PyTorch DepthNet Training on Still Box dataset

Overview

DepthNet training on Still Box

Project page

This code can replicate the results of our paper that was published in UAVg-17. If you use this repo in your work, please cite us with the following bibtex :

@Article{isprs-annals-IV-2-W3-67-2017,
AUTHOR = {Pinard, C. and Chevalley, L. and Manzanera, A. and Filliat, D.},
TITLE = {END-TO-END DEPTH FROM MOTION WITH STABILIZED MONOCULAR VIDEOS},
JOURNAL = {ISPRS Annals of Photogrammetry, Remote Sensing and Spatial Information Sciences},
VOLUME = {IV-2/W3},
YEAR = {2017},
PAGES = {67--74},
URL = {https://www.isprs-ann-photogramm-remote-sens-spatial-inf-sci.net/IV-2-W3/67/2017/},
DOI = {10.5194/isprs-annals-IV-2-W3-67-2017}
}

depthnet

End-to-end depth from motion with stabilized monocular videos

  • This code shows how the only translational movement of the camera can be leveraged to compute a very precise depth map, even at more than 300 times the displacement.
  • Thus, for a camera movement of 30cm (nominal displacement used here), you can see as far as 100m.

See our second paper for information about using this code on real videos with speed estimation

Multi range Real-time depth inference from a monocular stabilized footage using a Fully Convolutional Neural Network

Click Below for video

youtube video

DepthNet

DepthNet is a network designed to infer Depth Map directly from a pair of stabilized image.

  • No information is given about movement direction
  • DepthNet is Fully Convolutional, which means it is completely robust to optical center fault
  • This network only works for pinhole-like pictures

Still Box

stillbox

Still box is a dataset created specifically for supervised training of depth map inference for stabilized aerial footage. It tries to mimic typical drone footages in static scenes, and depth is impossible to infer from a single image, as shapes get all kinds of sizes and positions.

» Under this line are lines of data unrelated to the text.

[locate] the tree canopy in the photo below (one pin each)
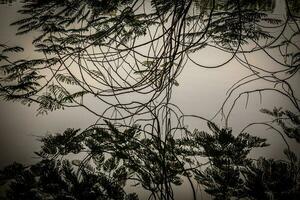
(98, 51)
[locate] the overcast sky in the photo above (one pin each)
(200, 92)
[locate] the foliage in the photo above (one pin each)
(96, 49)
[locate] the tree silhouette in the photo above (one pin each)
(104, 51)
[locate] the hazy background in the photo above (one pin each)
(200, 92)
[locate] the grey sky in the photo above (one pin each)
(200, 92)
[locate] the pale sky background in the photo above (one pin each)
(200, 92)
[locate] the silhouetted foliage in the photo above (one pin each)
(95, 49)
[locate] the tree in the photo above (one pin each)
(107, 50)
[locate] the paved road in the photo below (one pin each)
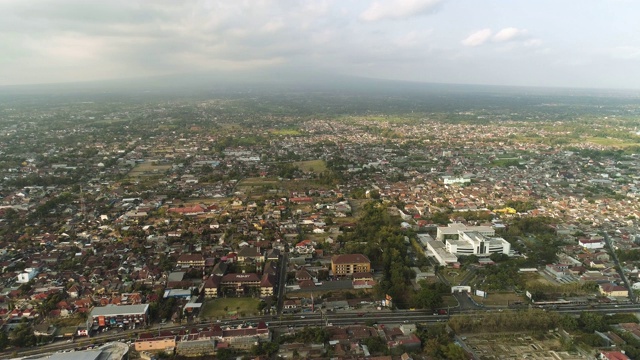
(316, 319)
(282, 282)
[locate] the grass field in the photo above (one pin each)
(147, 168)
(241, 306)
(454, 275)
(498, 299)
(315, 166)
(288, 132)
(449, 301)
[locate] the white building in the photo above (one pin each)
(27, 275)
(448, 180)
(591, 244)
(437, 250)
(475, 243)
(451, 231)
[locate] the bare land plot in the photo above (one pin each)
(520, 346)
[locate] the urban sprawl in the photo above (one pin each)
(244, 226)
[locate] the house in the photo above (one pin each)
(591, 244)
(211, 286)
(191, 260)
(347, 264)
(267, 285)
(304, 247)
(248, 254)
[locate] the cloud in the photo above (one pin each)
(509, 34)
(400, 9)
(477, 38)
(625, 52)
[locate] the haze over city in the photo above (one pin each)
(583, 44)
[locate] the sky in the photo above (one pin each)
(556, 43)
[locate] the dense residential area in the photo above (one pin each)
(252, 227)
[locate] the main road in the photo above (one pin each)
(315, 319)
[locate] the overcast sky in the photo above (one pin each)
(567, 43)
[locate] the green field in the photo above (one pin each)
(289, 132)
(228, 307)
(316, 166)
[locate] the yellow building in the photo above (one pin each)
(348, 264)
(163, 343)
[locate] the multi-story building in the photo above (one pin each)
(191, 260)
(347, 264)
(267, 285)
(452, 231)
(211, 286)
(475, 243)
(111, 316)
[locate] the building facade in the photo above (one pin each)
(348, 264)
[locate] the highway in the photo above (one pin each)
(317, 319)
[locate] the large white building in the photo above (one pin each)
(448, 180)
(26, 276)
(475, 243)
(451, 231)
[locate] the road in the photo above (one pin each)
(314, 319)
(282, 282)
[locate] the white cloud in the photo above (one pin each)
(400, 9)
(509, 34)
(625, 52)
(477, 38)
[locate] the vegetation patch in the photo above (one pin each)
(613, 142)
(312, 166)
(286, 132)
(228, 307)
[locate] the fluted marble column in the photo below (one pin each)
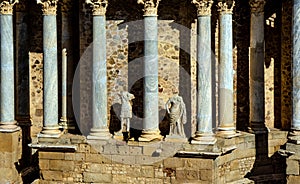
(294, 135)
(64, 118)
(204, 133)
(257, 58)
(7, 101)
(50, 123)
(225, 110)
(99, 128)
(150, 124)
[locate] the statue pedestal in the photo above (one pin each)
(175, 138)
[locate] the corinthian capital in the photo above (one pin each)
(223, 7)
(203, 7)
(257, 6)
(150, 7)
(48, 6)
(6, 6)
(99, 6)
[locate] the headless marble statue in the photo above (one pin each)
(126, 110)
(177, 115)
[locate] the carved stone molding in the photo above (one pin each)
(6, 7)
(223, 7)
(257, 6)
(48, 6)
(99, 6)
(150, 7)
(203, 7)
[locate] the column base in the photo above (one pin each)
(150, 135)
(99, 134)
(175, 138)
(227, 132)
(66, 124)
(49, 134)
(294, 137)
(258, 128)
(204, 138)
(9, 127)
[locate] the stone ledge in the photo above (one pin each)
(45, 146)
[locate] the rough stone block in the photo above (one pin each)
(79, 156)
(135, 150)
(148, 160)
(69, 156)
(97, 178)
(97, 158)
(52, 175)
(292, 167)
(293, 179)
(182, 174)
(198, 163)
(51, 155)
(123, 150)
(124, 159)
(173, 163)
(119, 179)
(61, 165)
(206, 175)
(44, 164)
(9, 141)
(147, 171)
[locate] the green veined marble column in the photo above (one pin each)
(225, 109)
(204, 133)
(50, 123)
(7, 101)
(99, 128)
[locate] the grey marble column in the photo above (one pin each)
(204, 133)
(7, 101)
(294, 135)
(50, 122)
(225, 110)
(99, 128)
(257, 58)
(64, 118)
(150, 124)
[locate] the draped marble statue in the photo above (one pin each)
(177, 115)
(126, 110)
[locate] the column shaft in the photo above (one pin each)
(50, 72)
(99, 73)
(257, 103)
(7, 72)
(225, 110)
(64, 86)
(151, 74)
(204, 110)
(296, 66)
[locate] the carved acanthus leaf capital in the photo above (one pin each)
(224, 8)
(6, 6)
(48, 6)
(150, 7)
(257, 6)
(99, 6)
(203, 7)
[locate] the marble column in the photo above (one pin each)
(151, 120)
(204, 133)
(294, 134)
(257, 58)
(64, 118)
(99, 128)
(226, 125)
(7, 101)
(50, 122)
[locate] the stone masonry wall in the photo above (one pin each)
(116, 162)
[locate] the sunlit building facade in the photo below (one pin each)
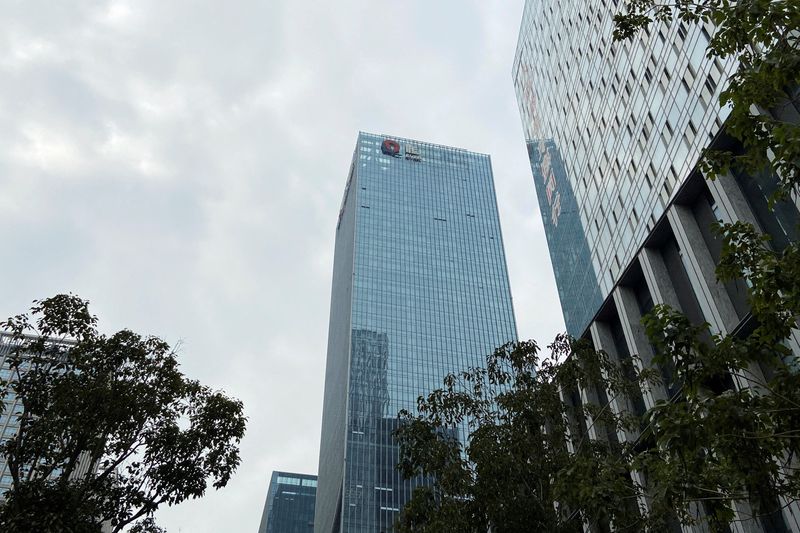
(420, 289)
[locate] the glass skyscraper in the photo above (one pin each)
(614, 133)
(290, 504)
(420, 289)
(628, 121)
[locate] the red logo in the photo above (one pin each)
(390, 147)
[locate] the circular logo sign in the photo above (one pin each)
(390, 147)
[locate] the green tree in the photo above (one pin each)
(728, 440)
(527, 464)
(109, 428)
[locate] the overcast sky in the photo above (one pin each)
(181, 164)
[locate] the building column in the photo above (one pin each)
(636, 338)
(603, 340)
(712, 296)
(656, 276)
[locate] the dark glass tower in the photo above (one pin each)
(290, 504)
(420, 289)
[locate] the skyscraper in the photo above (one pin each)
(613, 128)
(290, 504)
(614, 133)
(420, 289)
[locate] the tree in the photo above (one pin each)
(109, 428)
(764, 91)
(527, 464)
(729, 439)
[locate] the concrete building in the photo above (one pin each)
(12, 406)
(613, 129)
(614, 134)
(420, 289)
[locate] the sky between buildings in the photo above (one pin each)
(181, 165)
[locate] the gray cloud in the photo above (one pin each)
(181, 165)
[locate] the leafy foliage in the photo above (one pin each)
(517, 471)
(542, 452)
(110, 429)
(763, 93)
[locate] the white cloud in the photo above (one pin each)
(181, 164)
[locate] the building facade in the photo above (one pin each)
(290, 504)
(628, 121)
(12, 405)
(420, 289)
(614, 134)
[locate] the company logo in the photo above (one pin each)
(391, 147)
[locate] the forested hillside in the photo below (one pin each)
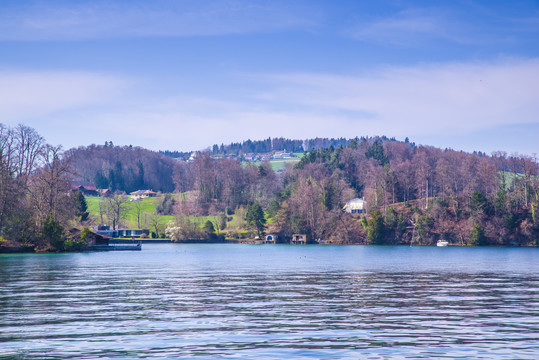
(123, 168)
(414, 194)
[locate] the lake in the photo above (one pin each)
(272, 302)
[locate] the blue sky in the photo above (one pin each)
(183, 75)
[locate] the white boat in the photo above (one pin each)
(442, 242)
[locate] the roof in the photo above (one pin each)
(83, 184)
(142, 192)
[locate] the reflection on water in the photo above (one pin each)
(218, 301)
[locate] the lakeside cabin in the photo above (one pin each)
(355, 206)
(122, 233)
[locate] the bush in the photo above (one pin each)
(85, 233)
(75, 245)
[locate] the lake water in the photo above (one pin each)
(272, 302)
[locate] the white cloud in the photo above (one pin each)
(410, 27)
(421, 101)
(102, 19)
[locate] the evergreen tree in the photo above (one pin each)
(255, 217)
(209, 229)
(376, 228)
(52, 233)
(81, 207)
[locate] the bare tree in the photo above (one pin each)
(49, 188)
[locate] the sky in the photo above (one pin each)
(183, 75)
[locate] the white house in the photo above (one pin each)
(356, 206)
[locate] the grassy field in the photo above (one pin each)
(278, 165)
(148, 209)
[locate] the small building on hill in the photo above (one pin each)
(141, 194)
(356, 206)
(86, 188)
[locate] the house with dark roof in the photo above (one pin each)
(86, 188)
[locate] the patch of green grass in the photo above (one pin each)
(148, 208)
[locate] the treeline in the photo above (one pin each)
(37, 206)
(122, 168)
(266, 146)
(415, 194)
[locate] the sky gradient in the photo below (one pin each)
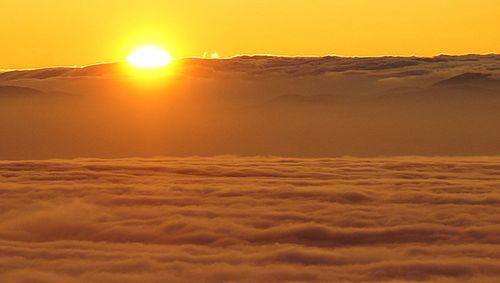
(48, 33)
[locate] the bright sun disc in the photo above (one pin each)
(149, 57)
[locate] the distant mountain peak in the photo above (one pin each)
(467, 78)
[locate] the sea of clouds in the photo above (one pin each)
(260, 219)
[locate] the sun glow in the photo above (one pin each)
(149, 57)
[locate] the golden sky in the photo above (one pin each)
(38, 33)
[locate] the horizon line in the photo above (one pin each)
(254, 55)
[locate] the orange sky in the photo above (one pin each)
(38, 33)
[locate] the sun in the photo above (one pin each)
(149, 57)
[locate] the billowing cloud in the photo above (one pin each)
(230, 219)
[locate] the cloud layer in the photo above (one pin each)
(268, 219)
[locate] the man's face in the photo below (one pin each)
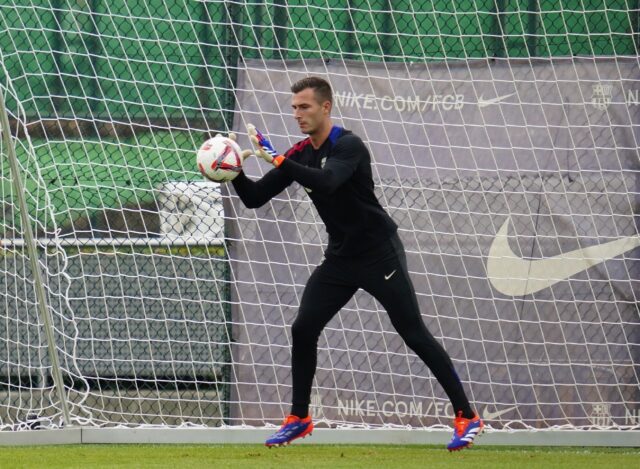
(308, 112)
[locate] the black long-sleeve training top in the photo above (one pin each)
(338, 178)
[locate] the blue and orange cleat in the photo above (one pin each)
(464, 432)
(293, 428)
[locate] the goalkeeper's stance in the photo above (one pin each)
(364, 251)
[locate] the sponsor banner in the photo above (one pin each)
(516, 188)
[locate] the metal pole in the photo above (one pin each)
(41, 297)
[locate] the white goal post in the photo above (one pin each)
(137, 298)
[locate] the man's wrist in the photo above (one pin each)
(277, 161)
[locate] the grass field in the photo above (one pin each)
(312, 456)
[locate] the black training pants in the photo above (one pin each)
(382, 273)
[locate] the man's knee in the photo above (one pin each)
(305, 330)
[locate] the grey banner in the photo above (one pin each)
(484, 166)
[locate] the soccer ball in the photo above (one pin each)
(220, 159)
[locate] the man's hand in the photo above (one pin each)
(245, 153)
(264, 149)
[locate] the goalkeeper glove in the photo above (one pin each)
(264, 149)
(244, 153)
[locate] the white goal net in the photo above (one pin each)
(504, 139)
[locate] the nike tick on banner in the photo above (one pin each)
(511, 275)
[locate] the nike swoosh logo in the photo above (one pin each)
(515, 276)
(486, 415)
(488, 102)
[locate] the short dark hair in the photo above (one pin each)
(321, 88)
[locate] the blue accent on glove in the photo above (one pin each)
(265, 144)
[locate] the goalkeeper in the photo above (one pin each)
(364, 251)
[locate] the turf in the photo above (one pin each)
(312, 456)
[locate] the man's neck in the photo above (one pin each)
(319, 137)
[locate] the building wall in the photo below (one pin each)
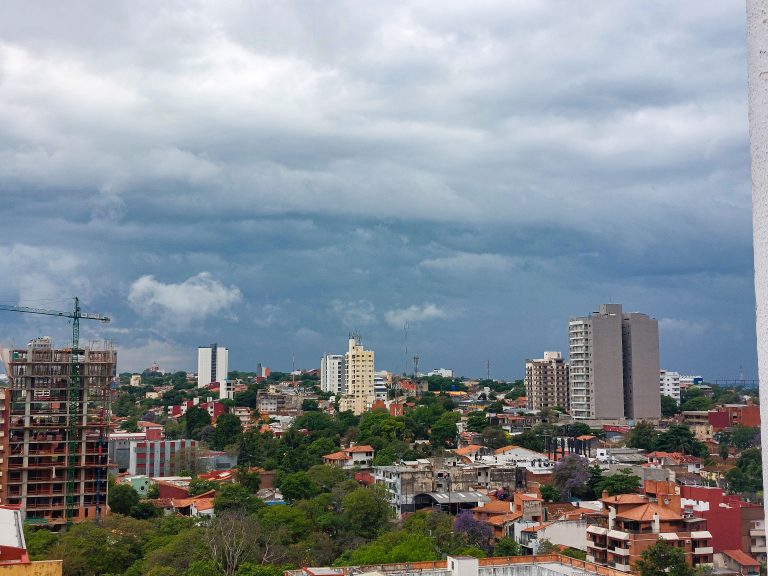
(206, 358)
(642, 398)
(614, 365)
(332, 374)
(41, 568)
(546, 382)
(359, 369)
(669, 384)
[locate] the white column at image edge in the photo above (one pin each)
(757, 46)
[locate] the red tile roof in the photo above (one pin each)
(741, 557)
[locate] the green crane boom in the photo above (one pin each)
(74, 392)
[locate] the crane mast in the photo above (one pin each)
(75, 397)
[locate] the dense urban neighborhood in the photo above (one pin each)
(603, 462)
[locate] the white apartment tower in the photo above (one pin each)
(546, 382)
(358, 377)
(332, 374)
(669, 384)
(212, 366)
(614, 365)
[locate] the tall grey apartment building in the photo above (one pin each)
(614, 365)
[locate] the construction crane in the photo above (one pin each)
(72, 396)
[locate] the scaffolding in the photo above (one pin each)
(58, 422)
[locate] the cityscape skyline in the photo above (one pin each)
(482, 173)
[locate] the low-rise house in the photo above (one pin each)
(741, 563)
(634, 523)
(352, 457)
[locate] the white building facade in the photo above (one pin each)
(669, 384)
(332, 374)
(359, 377)
(212, 365)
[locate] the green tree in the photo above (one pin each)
(623, 482)
(669, 406)
(153, 492)
(250, 480)
(309, 405)
(198, 486)
(743, 437)
(697, 404)
(747, 476)
(507, 546)
(549, 493)
(195, 420)
(227, 432)
(570, 475)
(662, 559)
(494, 437)
(366, 511)
(679, 438)
(477, 421)
(444, 431)
(91, 550)
(642, 436)
(298, 486)
(579, 429)
(231, 497)
(145, 510)
(122, 498)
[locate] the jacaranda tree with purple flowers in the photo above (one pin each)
(473, 532)
(570, 475)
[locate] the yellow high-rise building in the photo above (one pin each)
(358, 377)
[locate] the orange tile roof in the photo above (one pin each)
(494, 507)
(526, 497)
(500, 519)
(646, 512)
(535, 528)
(337, 456)
(364, 448)
(741, 557)
(624, 499)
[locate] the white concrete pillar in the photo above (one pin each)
(757, 45)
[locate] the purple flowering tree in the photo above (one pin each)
(571, 474)
(473, 532)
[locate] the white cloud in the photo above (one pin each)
(42, 273)
(396, 318)
(466, 262)
(194, 299)
(354, 313)
(680, 326)
(169, 356)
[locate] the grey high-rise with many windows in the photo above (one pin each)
(614, 365)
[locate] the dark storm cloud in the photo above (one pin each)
(274, 175)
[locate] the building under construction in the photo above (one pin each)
(55, 423)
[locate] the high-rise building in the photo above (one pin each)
(669, 384)
(614, 365)
(332, 374)
(56, 430)
(212, 365)
(358, 377)
(546, 382)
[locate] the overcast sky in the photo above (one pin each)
(274, 175)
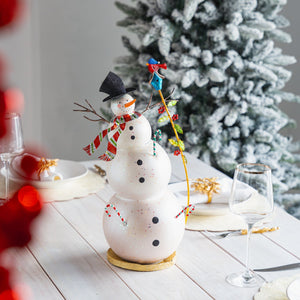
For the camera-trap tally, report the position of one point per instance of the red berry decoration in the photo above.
(177, 152)
(9, 10)
(175, 117)
(161, 110)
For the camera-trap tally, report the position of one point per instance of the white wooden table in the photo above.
(67, 259)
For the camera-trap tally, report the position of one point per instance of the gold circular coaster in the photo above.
(115, 260)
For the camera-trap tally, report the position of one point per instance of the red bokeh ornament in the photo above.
(9, 11)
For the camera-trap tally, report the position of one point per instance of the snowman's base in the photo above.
(115, 260)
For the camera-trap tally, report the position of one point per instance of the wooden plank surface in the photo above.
(27, 276)
(68, 257)
(74, 267)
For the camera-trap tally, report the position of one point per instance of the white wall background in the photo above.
(62, 51)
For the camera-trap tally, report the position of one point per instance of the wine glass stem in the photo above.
(6, 168)
(249, 230)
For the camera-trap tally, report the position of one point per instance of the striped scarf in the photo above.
(119, 124)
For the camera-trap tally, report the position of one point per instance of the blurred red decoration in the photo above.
(175, 117)
(161, 110)
(16, 217)
(9, 11)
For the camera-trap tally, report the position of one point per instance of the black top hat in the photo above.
(113, 86)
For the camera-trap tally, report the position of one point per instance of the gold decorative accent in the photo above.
(261, 230)
(115, 260)
(100, 171)
(208, 186)
(44, 165)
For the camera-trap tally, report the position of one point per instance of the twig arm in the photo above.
(89, 109)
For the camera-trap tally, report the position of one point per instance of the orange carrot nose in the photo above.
(130, 103)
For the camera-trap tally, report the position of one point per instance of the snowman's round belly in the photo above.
(139, 175)
(152, 232)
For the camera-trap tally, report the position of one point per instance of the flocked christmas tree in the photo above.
(228, 74)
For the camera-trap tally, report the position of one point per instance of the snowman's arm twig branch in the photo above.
(89, 109)
(148, 106)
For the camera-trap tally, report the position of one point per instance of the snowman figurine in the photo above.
(143, 222)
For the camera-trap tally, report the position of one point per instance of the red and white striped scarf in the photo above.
(119, 124)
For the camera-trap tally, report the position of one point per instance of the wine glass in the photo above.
(11, 144)
(252, 199)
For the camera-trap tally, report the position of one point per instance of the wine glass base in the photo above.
(245, 279)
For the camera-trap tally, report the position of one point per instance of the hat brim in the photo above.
(128, 90)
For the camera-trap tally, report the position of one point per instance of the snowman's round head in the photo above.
(123, 105)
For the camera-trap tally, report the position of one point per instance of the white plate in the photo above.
(293, 290)
(70, 171)
(211, 209)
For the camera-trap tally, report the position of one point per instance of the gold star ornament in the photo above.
(207, 186)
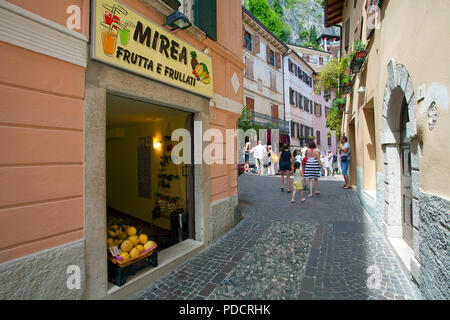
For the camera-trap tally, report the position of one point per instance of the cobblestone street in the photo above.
(324, 248)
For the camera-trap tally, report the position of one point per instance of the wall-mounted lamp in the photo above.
(156, 144)
(362, 89)
(177, 20)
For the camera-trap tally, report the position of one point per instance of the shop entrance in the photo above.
(145, 190)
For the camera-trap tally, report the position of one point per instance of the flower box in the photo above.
(358, 61)
(347, 88)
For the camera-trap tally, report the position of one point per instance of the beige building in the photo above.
(263, 77)
(396, 119)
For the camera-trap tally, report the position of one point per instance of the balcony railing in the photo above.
(270, 122)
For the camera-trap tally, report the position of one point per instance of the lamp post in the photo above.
(177, 20)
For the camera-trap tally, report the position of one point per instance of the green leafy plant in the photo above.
(339, 101)
(331, 76)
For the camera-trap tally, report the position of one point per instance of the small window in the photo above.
(248, 41)
(272, 58)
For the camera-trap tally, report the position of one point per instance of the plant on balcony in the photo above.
(347, 84)
(334, 119)
(332, 76)
(358, 56)
(246, 121)
(339, 103)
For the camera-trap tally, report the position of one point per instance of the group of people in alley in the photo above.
(306, 165)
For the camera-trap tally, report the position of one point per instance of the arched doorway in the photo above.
(401, 167)
(405, 155)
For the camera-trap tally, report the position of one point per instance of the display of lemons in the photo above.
(130, 231)
(110, 242)
(149, 244)
(125, 256)
(134, 253)
(122, 235)
(134, 240)
(143, 238)
(126, 246)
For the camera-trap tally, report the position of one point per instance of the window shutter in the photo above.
(256, 44)
(347, 33)
(206, 17)
(275, 111)
(250, 104)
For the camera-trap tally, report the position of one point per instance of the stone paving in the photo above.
(324, 248)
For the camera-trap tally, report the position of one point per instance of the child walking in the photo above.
(298, 185)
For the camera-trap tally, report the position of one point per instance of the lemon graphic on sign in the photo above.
(199, 70)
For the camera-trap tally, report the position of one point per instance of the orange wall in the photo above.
(55, 10)
(42, 124)
(41, 138)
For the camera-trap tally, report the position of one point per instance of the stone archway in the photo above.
(399, 90)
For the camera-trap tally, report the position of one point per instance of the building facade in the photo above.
(263, 77)
(72, 107)
(298, 91)
(395, 120)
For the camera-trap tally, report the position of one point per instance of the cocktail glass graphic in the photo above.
(111, 28)
(109, 37)
(125, 33)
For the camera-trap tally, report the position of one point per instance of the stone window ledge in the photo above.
(168, 260)
(165, 10)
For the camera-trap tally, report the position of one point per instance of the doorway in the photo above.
(144, 188)
(405, 155)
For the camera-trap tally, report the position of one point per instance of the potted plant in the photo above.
(358, 56)
(347, 84)
(339, 103)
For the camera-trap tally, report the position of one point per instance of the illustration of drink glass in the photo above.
(124, 36)
(109, 37)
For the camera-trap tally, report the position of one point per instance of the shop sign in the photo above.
(125, 39)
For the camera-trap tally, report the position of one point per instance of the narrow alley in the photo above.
(320, 249)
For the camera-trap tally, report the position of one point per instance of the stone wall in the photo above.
(222, 216)
(434, 246)
(44, 274)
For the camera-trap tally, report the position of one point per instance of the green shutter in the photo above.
(206, 17)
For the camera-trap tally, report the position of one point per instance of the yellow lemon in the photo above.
(134, 239)
(125, 256)
(143, 238)
(149, 244)
(126, 246)
(134, 253)
(122, 235)
(130, 231)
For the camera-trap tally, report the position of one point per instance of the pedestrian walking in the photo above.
(335, 166)
(270, 170)
(298, 185)
(259, 153)
(344, 149)
(286, 160)
(313, 168)
(247, 157)
(329, 163)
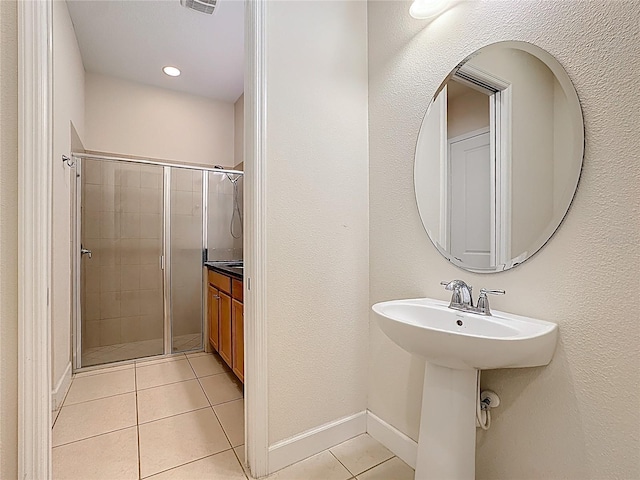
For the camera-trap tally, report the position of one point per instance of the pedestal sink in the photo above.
(456, 345)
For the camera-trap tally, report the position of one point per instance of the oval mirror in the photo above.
(498, 157)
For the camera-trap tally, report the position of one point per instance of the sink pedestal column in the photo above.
(447, 441)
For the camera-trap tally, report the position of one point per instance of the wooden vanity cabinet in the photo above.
(213, 314)
(237, 321)
(226, 319)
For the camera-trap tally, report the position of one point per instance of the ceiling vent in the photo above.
(203, 6)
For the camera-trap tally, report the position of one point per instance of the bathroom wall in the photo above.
(238, 132)
(122, 282)
(221, 244)
(317, 221)
(8, 240)
(578, 417)
(68, 117)
(133, 119)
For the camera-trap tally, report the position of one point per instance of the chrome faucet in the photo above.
(462, 297)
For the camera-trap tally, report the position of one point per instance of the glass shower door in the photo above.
(186, 247)
(121, 289)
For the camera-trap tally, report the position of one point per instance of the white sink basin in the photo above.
(456, 345)
(461, 340)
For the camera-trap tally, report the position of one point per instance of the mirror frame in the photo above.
(576, 114)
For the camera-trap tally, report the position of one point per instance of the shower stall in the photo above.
(143, 231)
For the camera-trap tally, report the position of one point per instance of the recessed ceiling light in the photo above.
(171, 71)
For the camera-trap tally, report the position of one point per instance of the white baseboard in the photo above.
(401, 445)
(316, 440)
(60, 391)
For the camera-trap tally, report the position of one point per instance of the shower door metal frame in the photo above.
(165, 258)
(165, 261)
(77, 268)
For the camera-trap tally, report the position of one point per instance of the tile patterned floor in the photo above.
(182, 418)
(145, 348)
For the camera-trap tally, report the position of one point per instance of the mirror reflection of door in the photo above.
(470, 208)
(469, 224)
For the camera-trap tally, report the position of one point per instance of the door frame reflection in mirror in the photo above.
(499, 92)
(501, 116)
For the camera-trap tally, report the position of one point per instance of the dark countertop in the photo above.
(226, 269)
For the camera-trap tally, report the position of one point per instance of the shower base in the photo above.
(145, 348)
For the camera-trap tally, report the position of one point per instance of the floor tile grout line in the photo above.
(93, 436)
(244, 472)
(102, 371)
(174, 415)
(135, 378)
(213, 410)
(187, 463)
(164, 384)
(55, 420)
(371, 468)
(100, 398)
(347, 468)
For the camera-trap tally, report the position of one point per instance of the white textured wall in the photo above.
(68, 111)
(317, 225)
(238, 131)
(8, 240)
(134, 119)
(578, 417)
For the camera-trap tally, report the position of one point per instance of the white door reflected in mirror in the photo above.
(498, 157)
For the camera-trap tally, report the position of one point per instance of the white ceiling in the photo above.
(134, 39)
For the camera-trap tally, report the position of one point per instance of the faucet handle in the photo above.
(483, 301)
(484, 291)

  • You can download it here
  • The dataset webpage also provides a tutorial on how to read the data

Training

Requirements

[sudo] pip3 install -r requirements.txt

If you want to log some outputs from the validation set with the --log-output option, you need openCV python bindings to convert depth to RGB with a rainbow colormap.

If you don't have opencv, grayscales will be logged

Usage

Best results can be obtained by training on still box 64 and then finetuned successively up to the resolution you target. Here are the parameters used for the paper (please note how learning rate and batch size are changed, training was done a single GTX 980Ti).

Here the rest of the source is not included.